Near by is the Hawa Mahal. You enter around the back into courtyard with a fountain in the centre. The architecture is a mixture of Rajasthani and Mughal with symmetry playing a big part. Afternoon sunlight was illuminating the famous stained glass windows filling the internal rooms with colour. However the main attraction was seeing the building from the outside. Originally it was built so the noble women could look down and watch the city life. All the windows on the main facade are covers by intricate screens or stained glass so the women could not be seen.

Our last landmark of the day was to climb the stairs of the Iswari Minar Swarga Sal tower rooted in the centre of the pink city. The 360 views were incredible and we could see all the places we had been so far.
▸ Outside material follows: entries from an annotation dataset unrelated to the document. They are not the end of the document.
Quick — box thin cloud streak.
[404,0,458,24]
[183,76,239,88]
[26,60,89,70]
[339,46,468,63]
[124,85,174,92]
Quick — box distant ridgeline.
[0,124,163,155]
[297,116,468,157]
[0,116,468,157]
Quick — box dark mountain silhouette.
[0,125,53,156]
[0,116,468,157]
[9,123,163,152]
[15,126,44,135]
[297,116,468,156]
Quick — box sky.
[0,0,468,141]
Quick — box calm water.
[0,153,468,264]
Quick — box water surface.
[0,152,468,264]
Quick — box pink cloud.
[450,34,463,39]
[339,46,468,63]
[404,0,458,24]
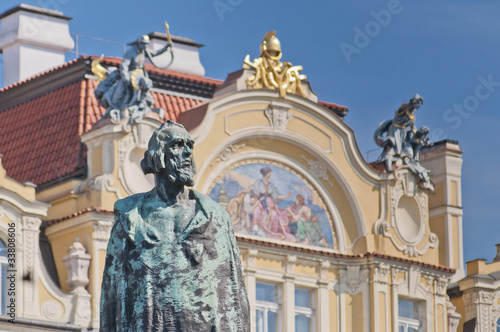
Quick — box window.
[255,282,280,332]
[0,240,7,315]
[295,288,314,332]
[398,299,422,332]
We stood for a while to take it all in then headed back to the guest house via a ridiculously spicy kabab. 

Our final act of tourism was to rise early and ride an elephant up to the Amber Palace situated just north of the city. We caught a local bus and had a bite to eat on the street below the fort. It was a great breakfast setting as the bright Amber coloured walls cast a warm light over the surrounding area. We could see a procession of elephants marching up to the fort so we got in line and joined in. This was the way Kings used to enter the palace, and we thought it would be cool to do the same. 
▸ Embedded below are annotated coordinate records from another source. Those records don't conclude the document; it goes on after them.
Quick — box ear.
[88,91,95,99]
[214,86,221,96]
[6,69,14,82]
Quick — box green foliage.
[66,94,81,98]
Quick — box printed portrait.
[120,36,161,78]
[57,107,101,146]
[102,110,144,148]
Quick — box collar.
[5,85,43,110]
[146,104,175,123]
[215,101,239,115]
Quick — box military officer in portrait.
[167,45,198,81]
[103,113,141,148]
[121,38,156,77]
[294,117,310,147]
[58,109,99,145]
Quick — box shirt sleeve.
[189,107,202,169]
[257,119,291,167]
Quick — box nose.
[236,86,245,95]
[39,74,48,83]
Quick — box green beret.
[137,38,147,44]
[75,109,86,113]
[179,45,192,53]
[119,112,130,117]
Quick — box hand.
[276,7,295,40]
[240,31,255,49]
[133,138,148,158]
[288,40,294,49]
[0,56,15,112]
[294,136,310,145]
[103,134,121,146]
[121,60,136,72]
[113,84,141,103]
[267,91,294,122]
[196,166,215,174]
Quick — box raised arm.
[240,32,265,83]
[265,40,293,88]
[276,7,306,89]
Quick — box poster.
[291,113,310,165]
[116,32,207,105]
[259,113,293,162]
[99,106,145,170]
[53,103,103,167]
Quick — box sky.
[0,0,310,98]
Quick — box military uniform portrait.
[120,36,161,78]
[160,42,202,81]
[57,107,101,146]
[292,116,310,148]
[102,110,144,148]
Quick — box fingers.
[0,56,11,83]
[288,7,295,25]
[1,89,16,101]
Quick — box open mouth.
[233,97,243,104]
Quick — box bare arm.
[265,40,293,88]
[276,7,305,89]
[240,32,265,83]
We disembarked off the elephant in the main courtyard and decided to get a guide to bring it all to life a little. He was brilliant! And told us loads of interesting stuff such as, the Hindu architecture styling (animal carvings) and the Persian architectural styling (geometric patterns & symmetry) came from the Emperors two wives who were from different places and held different beliefs, the water systems in place dripped water through grass curtains creating a fragrant form of aircon when the breeze passed through the grassy screen, there were different palaces for monsoon, summer and winter, and talked about the amazing hall of mirrors, each one convex, meaning you are reflected a thousand times. 

After a hour or so wondering around the palace, our guide showed us a secret passageway to the Jaigarh Fort further up the hillside behind. This was used as a secret escape tunnel by the emperor.
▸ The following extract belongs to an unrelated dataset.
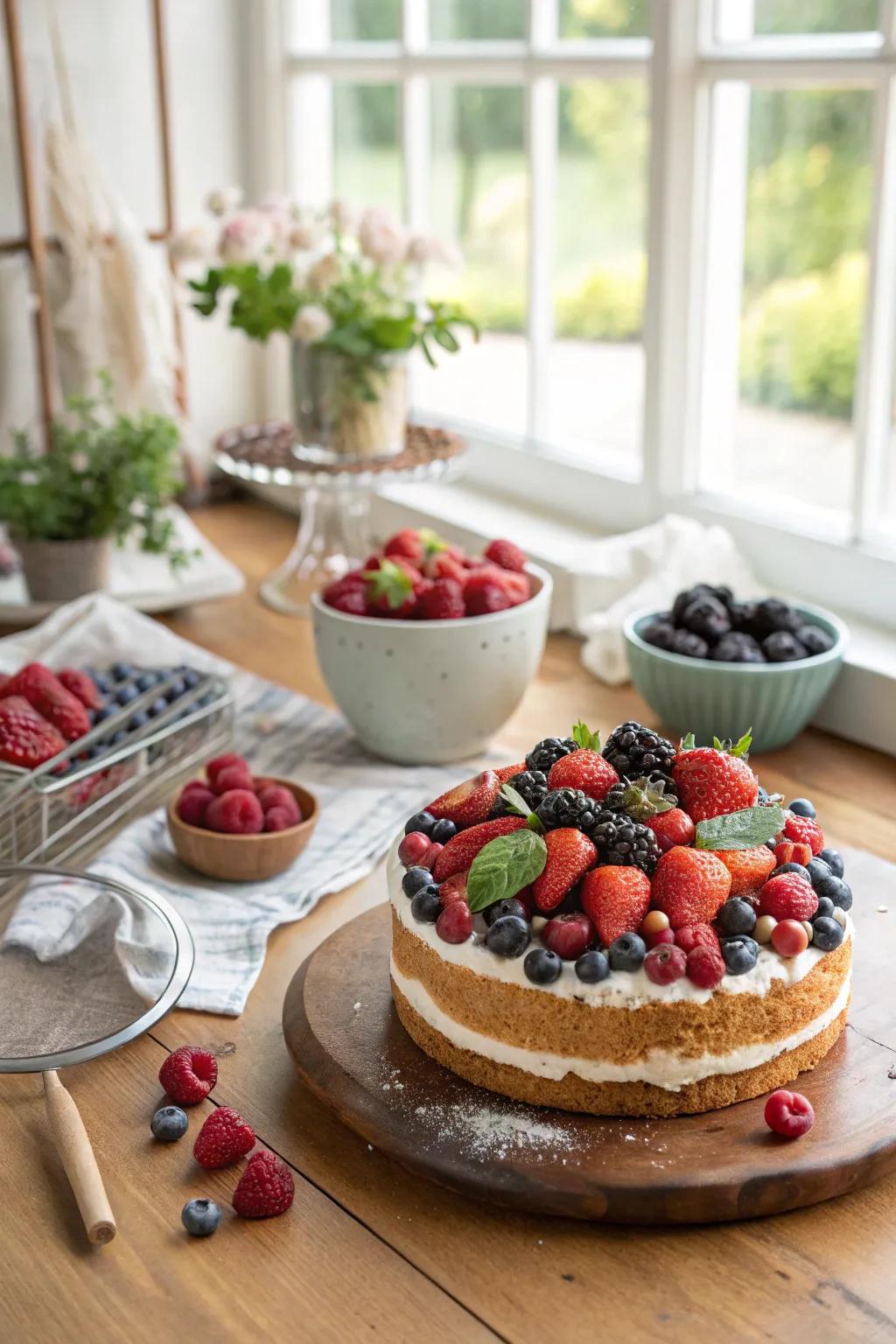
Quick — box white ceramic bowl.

We spent an hour or so up there looking at the beautiful views over the city and surrounding hillside. It was a beautiful scene that you could get lost in for hours. The highlight of the fort is the world largest cannon. It is bloody massive, however it was only fired once as a test sending a giant cannonball 22km. The fort was so feared that no body ever attacked it so the canon just sits above the city crowning the fort.  

We hid in our new favourite coffee house while the sun did its work, and in the evening walked up the road to the Raj Mandir cinema to experience our first Bollywood film. The cinema was an incredible building, it looked like the set of a Disney film with bright lights and curly flourishes. Inside a huge winding staircase with a red carpet consumed one side, while ornate gold and silver paneling and large chandeliers filled the rest of the space. It was full of people, it felt a lot more special than a UK cinema. Having only one screen it felt more like a theatre than a cinema, you could even get VIP seats and treatment. The film was a action / sifi / romance called Mr X and was completely in Hindi. However the over the top expressive acting made it easy to follow, almost more so than a silent move from the twenties. The audience were brilliant, every time there was any passion (the most being a kiss) or a cliche heroic moment, the auditorium would be filled with whoops and cheers! It was awesome. 

The following day we chilled out at the hotel and achieved very little. We spent a long time chatting to the hotel owner. He was a lovely man and we whiled away the afternoon talking about all things from old Bollywood films to his family and his travels in Europe. We decided that with the temperature hitting around forty making the majority of the day unpleasant, we would cut short traveling through Rajasthan and head north back towards the Himalayas for cooler climes. Later that evening we had a fantastic curry in a street food stall on the road outside the station, then curled up in the sleeper train for our 14 hour journey to the city of Amritsar, 30km east of the Pakistan border.